Jasne było, że dyskusja w sprawie przyjęcia czteroosobowej rodziny uchodźców w gminie Czersk będzie gorąca. Po raz pierwszy burmistrz Jolanta Fierek poniosła druzgocącą porażkę. Tym dotkliwszą, że nie przekonała członków swojego klubu "Widzimy gminę inaczej" i radnych z "Porozumienia Czerskiego" do bliskiej jej kwestii - solidarności.
Fierek poinformowała już wojewodę, że Czersk przyjmie czteroosobową rodzinę uchodźców. Nic z tego! Przeciw było pięciu radnych: Henryk Sumionka, Lucyna Zawiszewska, Maciej Bruski, Barbara Fierek i Tomasz Pruski. "Za" tylko trzech: przewodniczący rady Grzegorz Kobierowski, Roman Kaszu-bowski i Czesław Niesiołowski. Dziesięciu wstrzymało się od głosu, a jeden z radnych nie głosował. Dwóch nie było na sesji (Jan Mania i Krzysztof Przytarski).
W klubie "Widzimy gminę inaczej" nie było dyscypliny. Zapytaliśmy Tomasza Pruskiego, czy gdyby była, też głosowałby przeciw. - Tak - odpowiedział. - Moje pokolenie ma inne podejście, bo dużo jeździmy za granicę. Ale starsi mają inne poglądy i ja się z nimi liczę.
Przeczytaj też: Uchodźcy trafią do gminy Inowrocław i Janikowa. Gniewkowo chce pomóc Polakom
O szacunku do wyborców mówiła też nam radna Lucyna Zawiszewska, która mówi, że nie spotkała osoby, która byłaby za przyjęciem uchodźców.

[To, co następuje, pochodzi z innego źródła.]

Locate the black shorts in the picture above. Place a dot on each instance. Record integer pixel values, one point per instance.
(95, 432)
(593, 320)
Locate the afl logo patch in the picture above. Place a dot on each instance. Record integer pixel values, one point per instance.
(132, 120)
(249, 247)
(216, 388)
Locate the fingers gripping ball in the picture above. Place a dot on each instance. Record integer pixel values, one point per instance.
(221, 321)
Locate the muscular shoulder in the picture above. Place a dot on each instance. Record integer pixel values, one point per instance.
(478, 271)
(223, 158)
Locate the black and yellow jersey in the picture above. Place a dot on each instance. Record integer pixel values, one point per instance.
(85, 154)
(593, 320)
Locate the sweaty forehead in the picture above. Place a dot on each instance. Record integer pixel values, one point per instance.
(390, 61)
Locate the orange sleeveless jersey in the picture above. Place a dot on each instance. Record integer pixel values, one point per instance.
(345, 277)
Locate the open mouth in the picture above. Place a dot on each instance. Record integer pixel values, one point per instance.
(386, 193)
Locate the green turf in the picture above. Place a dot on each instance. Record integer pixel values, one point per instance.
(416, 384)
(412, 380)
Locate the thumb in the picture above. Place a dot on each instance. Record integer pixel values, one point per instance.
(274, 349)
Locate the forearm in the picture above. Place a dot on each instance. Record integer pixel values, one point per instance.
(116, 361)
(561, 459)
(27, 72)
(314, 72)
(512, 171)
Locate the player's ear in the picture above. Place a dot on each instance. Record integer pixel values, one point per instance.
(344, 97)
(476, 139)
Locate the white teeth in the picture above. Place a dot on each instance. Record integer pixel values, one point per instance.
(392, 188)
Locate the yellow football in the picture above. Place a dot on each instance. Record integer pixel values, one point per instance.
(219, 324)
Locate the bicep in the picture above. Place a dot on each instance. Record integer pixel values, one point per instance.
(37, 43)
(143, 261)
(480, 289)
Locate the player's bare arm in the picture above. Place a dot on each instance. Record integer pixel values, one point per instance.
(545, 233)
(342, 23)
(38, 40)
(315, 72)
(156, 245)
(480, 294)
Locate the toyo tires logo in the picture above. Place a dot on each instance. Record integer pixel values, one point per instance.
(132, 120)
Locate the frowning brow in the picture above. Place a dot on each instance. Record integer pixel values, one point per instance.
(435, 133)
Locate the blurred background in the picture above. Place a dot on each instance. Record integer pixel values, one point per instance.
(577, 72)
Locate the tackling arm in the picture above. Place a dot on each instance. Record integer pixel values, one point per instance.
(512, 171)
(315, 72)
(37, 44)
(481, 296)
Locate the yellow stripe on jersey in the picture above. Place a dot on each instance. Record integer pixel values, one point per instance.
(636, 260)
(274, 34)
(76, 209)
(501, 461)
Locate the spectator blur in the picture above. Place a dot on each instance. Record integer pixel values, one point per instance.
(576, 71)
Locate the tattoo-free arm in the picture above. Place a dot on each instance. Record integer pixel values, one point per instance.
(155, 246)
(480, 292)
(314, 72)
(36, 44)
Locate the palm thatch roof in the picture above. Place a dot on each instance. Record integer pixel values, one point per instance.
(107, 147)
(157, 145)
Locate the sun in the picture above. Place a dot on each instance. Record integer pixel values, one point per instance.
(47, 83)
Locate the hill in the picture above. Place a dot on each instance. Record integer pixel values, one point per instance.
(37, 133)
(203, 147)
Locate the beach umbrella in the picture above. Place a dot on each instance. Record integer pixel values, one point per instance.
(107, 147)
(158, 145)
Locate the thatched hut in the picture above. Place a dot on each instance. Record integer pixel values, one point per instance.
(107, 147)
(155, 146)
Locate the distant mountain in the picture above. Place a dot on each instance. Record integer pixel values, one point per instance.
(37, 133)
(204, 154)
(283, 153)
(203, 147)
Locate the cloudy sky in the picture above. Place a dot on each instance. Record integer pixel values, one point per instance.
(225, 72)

- A ja będę głosować za przyjęciem rodziny. Trzeba sobie pomagać - mówił przed głosowaniem Roman Kaszubowski. - Mam syna w Anglii. Mieszka od lat w bloku z imigrantami i nie ma z nimi problemów.
- Jako katolik ufam papieżowi Franciszkowi i chcę iść za głosem Kościoła - powiedział Czesław Niesiołowski. - Jako Polak pamiętam, że gdy nasz kraj zniknął z mapy, to naszych bohaterów i patriotów ratowały inne, niekiedy mało zaprzyjaźnione narody. Iże dziś łatwiej i bezpieczniej byłoby się wstrzymać. Ale ja tak nie zrobię.
Henryk Sumionka do ostatniego dnia prowadził konsultacje. Gdy ludzi w Odrach pytał, czy widzieliby uchodźców w swojej wsi, to ich optyka diametralnie się zmieniała. - Czyś ty zgłupiał! - mówili. W niedzielę przepytał 30 - wszyscy zdecydowanie na "nie", więc choć sam jest "za", to głosował "przeciw".
Opozycja z klubu "Nasza gmina" wstrzymała się, choć prywatnie zdania ma podzielone. Bogumiła Ropińska i Krzysztof Reszka są "za", ale mówili, że ponieważ reprezentują wyborców, to nie mogli tak głosować.
- Zresztą, skoro jest taka atmosfera i nie potrafimy ze sobą rozmawiać, to czy byłoby to szczere - mówiła nam Ropińska. - To byłby zafałszowany gest. Ani uchodźcy, ani my - komfortowo byśmy się nie czuli.
Radny Piotr Kosobucki: - To parafia powinna przyjąć uchodźców.
Burmistrz Fierek przywołała sytuację Anatola Griniewicza sprzed lat i tego, jak sama mu pomogła, przyjmując go do domu. Samorząd, jej zdaniem, nie zdał wtedy egzaminu. Powtórka?